思った矢先に、直純は龍一に向かって頭を下げる。直角に。
「直純さんっ!?」
「悪い、龍一君」
「何がですか?」
「一発殴ってくれ」
「はぁ!?」
声が裏返りそうになる。いきなりこの人は何を言っているんだ。
「ここまで隠してきたんだ。黙っていたんだ。隠し通すべきだったんだ。なのに、こんな時に言う何て」
「ちょっと、顔を上げてください。何の話ですか?」
直純は顔を上げない。
「混乱に乗じるなんて俺は卑怯だ」
「ですから」
「告白したんだよ、沙耶に、このタイミングで」
強引に直純の顔をあげさせようとしていた龍一の手が止まる。
「恋敵としては龍一君は最高って。俺じゃ駄目かなって」
「……それで?」
「それで? じゃないだろ。嫌味か」
ようやく直純が顔をあげた。
「もの凄く困った顔をするから、冗談だよ、って言ったよ」
「……直純さんって、大人の癖にへたれですね」
「殴るぞ」
切れ長の目を細めて睨みつけられる。それぐらいじゃ動じない。
「いくらなんでもそれは酷いと思いますよ。いい逃げじゃないですか、一種の」
「五月蝿い。大人おとなっていうけどな、誰にでも得手不得手があるんだ」
「恋愛苦手なんですか? モテそうなのに」
「まあ、モテるけどな」
「そこは、嘘でも否定してください」
「好きな人に好きになってもらえなければ、意味が無いだろう」
そこで言葉を切って、一つため息。
「意味ないんだよ。わかってたんだ、こうなることぐらい。どう考えても沙耶は俺のことを兄としか思ってないし、龍一君のことが好きなんだから」
「そんなことは……」
「あるんだよ」
優しく微笑む。
「沙耶は龍一君のことが好きなんだよ。子どもの頃から見てきたんだ、それぐらいわかるさ。わかってたのにな、何も今日言わなくてもいいのにな」
微笑が苦笑に変わる。
「なんで俺じゃないんだろうな」
龍一は答える事が出来ない。
「知ってるか? 円が影でなんて呼ばれてるか」
それはうっすら聞いた事がある。さっき、巽の宗主も言っていた。
「確か、一海の女王」
「そう。それで沙耶は一海の姫、だ。前は円が姫だったのにいつの間にか変わってたんだよな。でも俺は昔から一海の騎士だ。王でも王子でもない」
そうして、一海の騎士は皮肉っぽく唇を歪めた。
「わかってたんだ。俺は騎士で、王子にはなれない。騎士にすら、なりきれていない。春の事件も、今回も、沙耶の龍をとめたのは龍一君、君だ」
「別に俺は何も……」
「そう、君は何もしていない。ただ、現場に言って沙耶の名前を呼んだだけだ。それだけで、龍は動きを止めたんだ。君の声は、沙耶に龍の主導権をにぎらせるぐらいの力があるんだよ」
言っている意味がよくわからない。
「俺たちが呼びかけても駄目なんだ。龍一君じゃなきゃ。だから昨日言っただろ。居ればいいんだって」
「……偶然じゃないんですか?」
「専門家の見解は信じるものだぞ?」
それは、本当なのだろうか。役立たずではないのだろうか。
「ともかく」
悩んでうつむいた龍一の顔をあげさせるように、力強く言葉を発する。
「俺はもうすっきりすっかりふられたんだ。大事な妹の面倒は見るけれども、それまでだ」
そうして龍一の肩を軽く叩く。
「あとは任せた」
「……はい」
素直に頷く。
「言っておくけど」
肩に置いたままの手に力が入る。
「沙耶を悲しませるようなことがあったら呪い殺すからな」
いつか聞いたのと同じような言葉。記憶を探ると、出来るだけにっこりと笑って言葉を返す。

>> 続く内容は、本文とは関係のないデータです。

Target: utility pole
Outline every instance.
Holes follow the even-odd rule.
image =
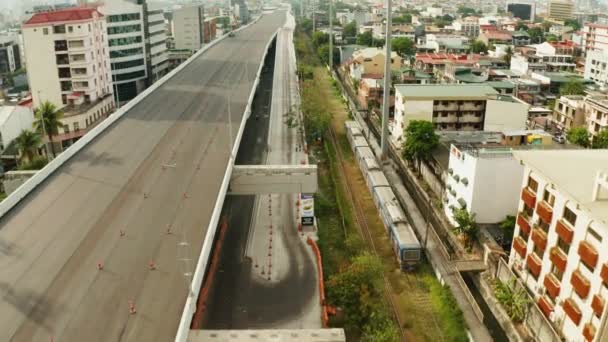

「そんなことになったら自分の不甲斐なさを恥じて憤死しますので、お気遣いなく」
言い終わると同時に直純の顔がふっと緩む。
「それで負けた、と思ったんだよ。春に」
言って肩から手を離す。
「殴れって言ったのは取り消す。借りにしとくよ、いつか返す」
言って片手を振って通り過ぎる。
龍一はその背中を見送る事無く、歩き出した。